Вся наша страна, от малого до старого, ждет и требует одного: изменников и шпионов, продавших врагу нашу Родину, расстрелять как поганых псов! <…> Пройдет время. Могилы ненавистных изменников зарастут бурьяном и чертополохом, покрытые вечным презрением честных советских людей, всего советского народа. А над нами, над нашей счастливой страной, по-прежнему ясно и радостно будет сверкать своими светлыми лучами наше солнце. Мы, наш народ, будем по-прежнему шагать по очищенной от последней нечисти и мерзости прошлого дороге, во главе с нашим любимым вождем и учителем – великим Сталиным – вперед и вперед к коммунизму![1564]

Во время сталинского террора любые попытки обвиненных как-то вернуться в партийный лагерь категорически пресекались. Им запрещалось отдавать честь Сталину. Отсутствие символического измерения в смерти осужденных должно пониматься в контексте исчезновения фигурального из сталинской семиотики. Тогда как фигуральное не соотносится напрямую с реальным миром и поэтому может носить ряд противоречивых толкований, смерть врагов народа должна была быть буквальной. Враг редуцировался до чисто осязаемого, телесного: это был фармак, который впитал нечисть мира сего и, умирая, взял ее с собой.

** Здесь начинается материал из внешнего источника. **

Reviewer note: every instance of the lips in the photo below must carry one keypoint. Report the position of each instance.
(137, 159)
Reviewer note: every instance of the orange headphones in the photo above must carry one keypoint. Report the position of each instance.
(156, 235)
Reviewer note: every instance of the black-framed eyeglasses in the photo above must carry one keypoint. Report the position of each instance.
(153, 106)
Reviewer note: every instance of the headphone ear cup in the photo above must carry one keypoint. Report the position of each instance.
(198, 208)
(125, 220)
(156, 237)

Предсказывая на 5‑й конференции Московского обкома в июне 1937 года, что партия уничтожит троцкистов и правых дотла и развеет их прах по ветру, Никита Хрущев отказывал им в должном погребении[1565]. Их останки нельзя было чтить, даже нельзя было знать, где они захоронены: врагам не предоставлялась возможность ни жить, ни принять достойную смерть.

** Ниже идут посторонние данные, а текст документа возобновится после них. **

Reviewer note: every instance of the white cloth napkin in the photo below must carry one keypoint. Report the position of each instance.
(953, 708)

Приложение. Оппозиция в межвоенной карикатуре

Визуальный язык любительских шаржей и карикатур, о которых мы говорили ранее, безусловно, может и должен рассматриваться как еще одна грань «говорения по-большевистски»: у нас нет оснований считать этот вариант графического социолекта отдельным от большевистской идентичности авторов. Впрочем, главное отличие этого социолекта – особый статус публичности: это визуальный язык достаточно узкой группы руководства большевиков в узком коммуникативном пространстве, анонимный и широкий доступ к которому не предусмотрен. Тем более интересно сравнивать его с языком официальной, публичной карикатуры и шаржа того же времени: это позволит лучше понять, как демонстрировалась эта идентичность в двух принципиально разных вариантах, взаимно влияющих друг на друга, но в ряде аспектов откровенно друг другу противопоставленных.

В первую очередь нам стоит очертить круг людей, причастных к советской карикатурно-шаржевой традиции в средствах массовой информации, – и здесь имеет смысл определить их позицию по отношению к языку в терминах агентности и структуры, сопоставляя эту позицию с позицией авторов графических записок рассмотренных выше. Начать, очевидно, придется с иерархии официальных карикатуристов – насколько бы ни был оригинален графический стиль и иконография Межлаука, Ярославского, Бухарина, Радека, но они так или иначе добросовестно подражали профессионалам, публиковавшимся в «Красном перце», «Крокодиле», «Вечерней Москве», «Рабочей газете», «Известиях». При этом и предыстория стиля советских карикатуристов 1920–1930‑х годов, и их профессиональное положение, и отношения с редакциями говорят о том, что по крайней мере в 1920‑х годах они были в значительной степени акторами, во многом создающими структуру советского визуального языка. Степень их агентности при этом явно уменьшалась с ходом времени: ко второй половине 1930‑х уже достаточно очевидно стилистическое и сюжетное единство советской официальной карикатуры, видна общая иерархия тем и сюжетов, а визуальный язык этого искусства синхронизируется с языком публичной коммунистической риторики.